Nulle part Origène ne fait mystère de ses études philosophiques. Il va jusqu'à déclarer, ainsi que l’avait fait Clément avant lui, que les philosophes ont appris par révélation quelques-unes au moins des belles choses qu’ils ont dites et qu’ils sont souvent d’accord avec la loi de Dieu. Contra Cels., V, 3 ; In Gencs., nom. xiv, 3. Mais il ne partage pas, de très loin, l’enthousiasme de Clément pour la sagesse profane, et rien n’est plus curieux que la divergence des attitudes adoptées ici par les deux chefs du didascalée d’Alexandrie. Autant Clément était disposé à faire confiance à la philosophie, autant Origène insiste sur sa vanité et son insuffisance, lorsqu’on la compare à la foi : i Quand même, écrit-il, nous défendrions à nos malades d’appeler à leur aide la philosophie d'Épicure et les médecins épicuriens qui les ont séduits, n’aurions nous pas bien raison de le faire ? nous les délivrons ainsi de la maladie mortelle où les ont précipités les médecins de Celse, en leur dérobant la Providence et en faisant du plaisir le souverain Dieu. Je veux même que nous empêchions ceux que nous attirons à nos doctrines de recourir aux remèdes des autres philosophes : des péripatéticiens qui suppriment la Providence et nient les relations de l’homme avec Dieu…, des stoïciens qui, pensant et enseignant publiquement que Dieu est sujet à la corruption, que son essence est corporelle, changeante et susceptible de toutes les formes, croient de plus que tout périra excepté Dieu…, de ceux qui enseignent la folie de la métempsychose et dégradent une nature raisonnable, jusqu'à la faire passer dans la brute ou dans quelque substance insensible… » Contra Cels., III, 75 ; cf. IV. 14.

Un argument décisif empêche d’ailleurs Origène de placer toute sa confiance dans la philosophie : c’est son impuissance à corriger les mœurs de ses adeptes. Les meilleurs d’entre les païens, dit-il, les plus sages, enseignent de belles doctrines ; ils écrivent avec noblesse et élévation sur le souverain bien ; après quoi, ils se rendent au Pirée pour adresser des prières à Artémis comme à une divinité et pour assister aux fêtes que célèbre en son honneur une multitude ignorante. On les entend disserter admirablement sur l'âme et décrire la félicité qui l’attend si elle a vécu ici-bas dans la sagesse, puis oubliant bientôt les choses sublimes aue Dieu leur a manifestées, ils tombent dans des sentiments bas et grossiers et ils sacrifient un coq à Esculape. Contra Cels., VI, 3. A peine les défenseurs de la sagesse antique peuvent-ils citer deux convertis, Phédon et Polémon, que la philosophie ait retirés des mauvaises mœurs. Contra Cels., i, 64. Les autres, tous les autres, ont poursuivi leur existence impure et égoïste, sans se soucier d’autre chose que de leurs disputes d'écoles.

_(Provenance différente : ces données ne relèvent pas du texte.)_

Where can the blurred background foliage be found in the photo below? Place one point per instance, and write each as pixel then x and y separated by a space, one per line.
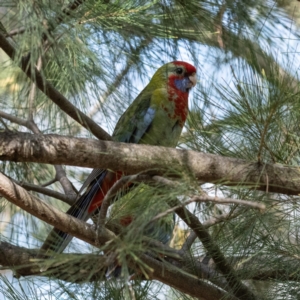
pixel 100 54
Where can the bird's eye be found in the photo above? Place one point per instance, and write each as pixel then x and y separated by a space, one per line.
pixel 179 71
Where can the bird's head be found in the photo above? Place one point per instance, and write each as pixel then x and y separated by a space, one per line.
pixel 178 75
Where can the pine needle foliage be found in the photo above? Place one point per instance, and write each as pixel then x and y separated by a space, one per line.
pixel 99 55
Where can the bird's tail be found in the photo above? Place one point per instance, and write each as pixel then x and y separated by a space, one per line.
pixel 57 240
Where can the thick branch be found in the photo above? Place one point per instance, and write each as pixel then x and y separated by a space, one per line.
pixel 131 158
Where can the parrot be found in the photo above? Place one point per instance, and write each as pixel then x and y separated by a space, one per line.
pixel 155 117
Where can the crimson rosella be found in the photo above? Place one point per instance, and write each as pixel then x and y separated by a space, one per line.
pixel 155 117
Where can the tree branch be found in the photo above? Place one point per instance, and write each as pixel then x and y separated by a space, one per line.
pixel 132 158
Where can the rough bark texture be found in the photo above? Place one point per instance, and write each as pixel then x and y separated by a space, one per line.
pixel 131 158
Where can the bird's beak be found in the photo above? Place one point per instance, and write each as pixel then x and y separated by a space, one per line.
pixel 193 79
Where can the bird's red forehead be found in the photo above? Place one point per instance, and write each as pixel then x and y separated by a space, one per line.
pixel 189 68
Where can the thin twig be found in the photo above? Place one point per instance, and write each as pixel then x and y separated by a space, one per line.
pixel 61 101
pixel 210 222
pixel 218 200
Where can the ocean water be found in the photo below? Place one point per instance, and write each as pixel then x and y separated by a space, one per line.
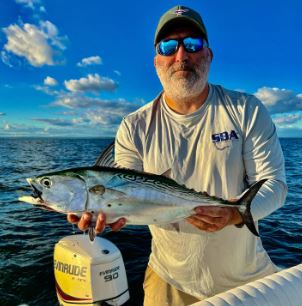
pixel 28 235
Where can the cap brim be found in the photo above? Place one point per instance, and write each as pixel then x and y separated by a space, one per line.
pixel 177 22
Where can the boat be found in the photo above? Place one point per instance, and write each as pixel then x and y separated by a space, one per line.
pixel 283 288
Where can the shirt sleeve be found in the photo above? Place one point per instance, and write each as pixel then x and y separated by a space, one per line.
pixel 263 159
pixel 126 154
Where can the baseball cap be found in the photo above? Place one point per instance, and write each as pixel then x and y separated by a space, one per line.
pixel 179 15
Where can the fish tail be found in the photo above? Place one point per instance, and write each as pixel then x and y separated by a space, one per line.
pixel 245 206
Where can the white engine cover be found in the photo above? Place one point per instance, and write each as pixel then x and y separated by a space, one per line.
pixel 89 273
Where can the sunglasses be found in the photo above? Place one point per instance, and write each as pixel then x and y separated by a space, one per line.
pixel 168 47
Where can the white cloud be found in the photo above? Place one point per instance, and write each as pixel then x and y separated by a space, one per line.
pixel 93 82
pixel 37 44
pixel 28 3
pixel 288 119
pixel 279 100
pixel 49 81
pixel 58 121
pixel 88 61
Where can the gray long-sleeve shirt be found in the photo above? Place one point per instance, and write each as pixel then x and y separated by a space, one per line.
pixel 222 148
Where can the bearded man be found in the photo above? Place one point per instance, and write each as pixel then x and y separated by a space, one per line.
pixel 210 139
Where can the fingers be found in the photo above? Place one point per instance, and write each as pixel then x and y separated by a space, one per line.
pixel 116 226
pixel 85 221
pixel 71 218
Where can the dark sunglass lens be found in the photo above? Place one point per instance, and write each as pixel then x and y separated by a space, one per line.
pixel 167 47
pixel 193 44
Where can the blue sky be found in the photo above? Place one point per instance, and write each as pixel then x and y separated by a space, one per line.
pixel 75 68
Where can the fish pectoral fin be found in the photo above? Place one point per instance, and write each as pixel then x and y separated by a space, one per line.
pixel 115 193
pixel 167 173
pixel 175 225
pixel 101 190
pixel 97 189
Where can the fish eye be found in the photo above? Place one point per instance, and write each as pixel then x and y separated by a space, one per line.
pixel 46 182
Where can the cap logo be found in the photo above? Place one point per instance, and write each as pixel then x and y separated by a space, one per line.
pixel 180 11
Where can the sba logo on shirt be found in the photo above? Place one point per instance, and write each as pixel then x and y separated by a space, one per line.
pixel 225 136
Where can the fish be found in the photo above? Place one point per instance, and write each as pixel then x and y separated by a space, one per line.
pixel 139 197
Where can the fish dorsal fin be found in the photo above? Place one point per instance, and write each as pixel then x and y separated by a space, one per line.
pixel 106 158
pixel 167 173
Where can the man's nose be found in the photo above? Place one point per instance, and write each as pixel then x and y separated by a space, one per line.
pixel 181 54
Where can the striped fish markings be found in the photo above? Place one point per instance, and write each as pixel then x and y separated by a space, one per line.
pixel 142 198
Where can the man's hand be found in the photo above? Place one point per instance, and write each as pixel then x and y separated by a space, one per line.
pixel 213 218
pixel 84 222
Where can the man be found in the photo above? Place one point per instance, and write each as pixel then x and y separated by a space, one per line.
pixel 209 139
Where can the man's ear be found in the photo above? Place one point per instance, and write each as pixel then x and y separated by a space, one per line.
pixel 210 53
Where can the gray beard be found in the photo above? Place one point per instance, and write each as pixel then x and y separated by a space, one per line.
pixel 184 89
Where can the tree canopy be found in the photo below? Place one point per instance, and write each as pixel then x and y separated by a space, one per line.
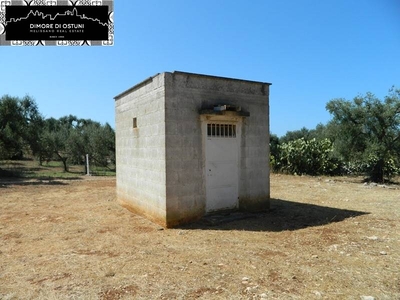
pixel 363 137
pixel 68 139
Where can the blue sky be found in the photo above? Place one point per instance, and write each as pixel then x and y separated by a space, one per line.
pixel 311 52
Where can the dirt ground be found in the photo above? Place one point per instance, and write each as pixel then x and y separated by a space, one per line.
pixel 324 238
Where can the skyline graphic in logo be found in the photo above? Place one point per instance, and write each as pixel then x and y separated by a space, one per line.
pixel 57 24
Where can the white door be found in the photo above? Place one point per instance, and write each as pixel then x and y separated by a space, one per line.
pixel 221 166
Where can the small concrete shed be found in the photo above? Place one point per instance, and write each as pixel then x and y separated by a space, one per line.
pixel 190 144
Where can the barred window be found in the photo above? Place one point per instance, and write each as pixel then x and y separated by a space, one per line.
pixel 221 130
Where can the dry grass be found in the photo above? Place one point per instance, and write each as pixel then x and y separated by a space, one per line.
pixel 323 239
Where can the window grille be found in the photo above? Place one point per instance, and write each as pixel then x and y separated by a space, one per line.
pixel 221 130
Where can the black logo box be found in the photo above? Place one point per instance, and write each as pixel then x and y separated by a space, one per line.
pixel 56 23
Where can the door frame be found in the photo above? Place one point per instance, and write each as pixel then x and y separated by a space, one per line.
pixel 222 119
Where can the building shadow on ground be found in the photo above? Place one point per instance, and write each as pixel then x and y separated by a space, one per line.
pixel 283 215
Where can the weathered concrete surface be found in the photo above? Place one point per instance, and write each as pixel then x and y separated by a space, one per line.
pixel 160 165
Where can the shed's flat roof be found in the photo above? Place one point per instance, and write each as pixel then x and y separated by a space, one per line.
pixel 183 73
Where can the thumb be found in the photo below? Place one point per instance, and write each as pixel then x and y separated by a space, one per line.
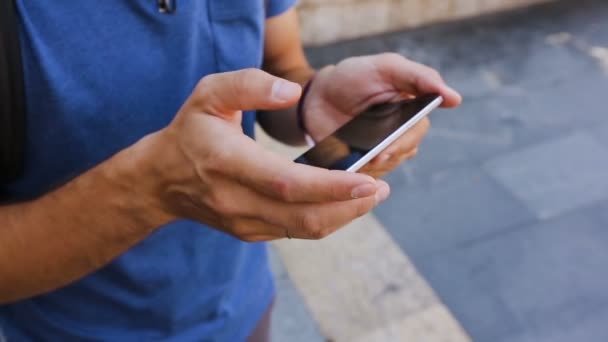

Il ne faut pas oublier, sans doute, que de tels passages figurent dans un écrit apologétique et qu’Origène doit ici répondre aux difficultés soulevées par Celse. Mais jamais Clément n’aurait écrit de la sorte. Son disciple n’a plus la même confiance dans les philosophes ; il les connaît trop pour les croire infaillibles, et surtout il est trop profondément attaché à la doctrine chrétienne pour essayer même de la comparer aux enseignements profanes.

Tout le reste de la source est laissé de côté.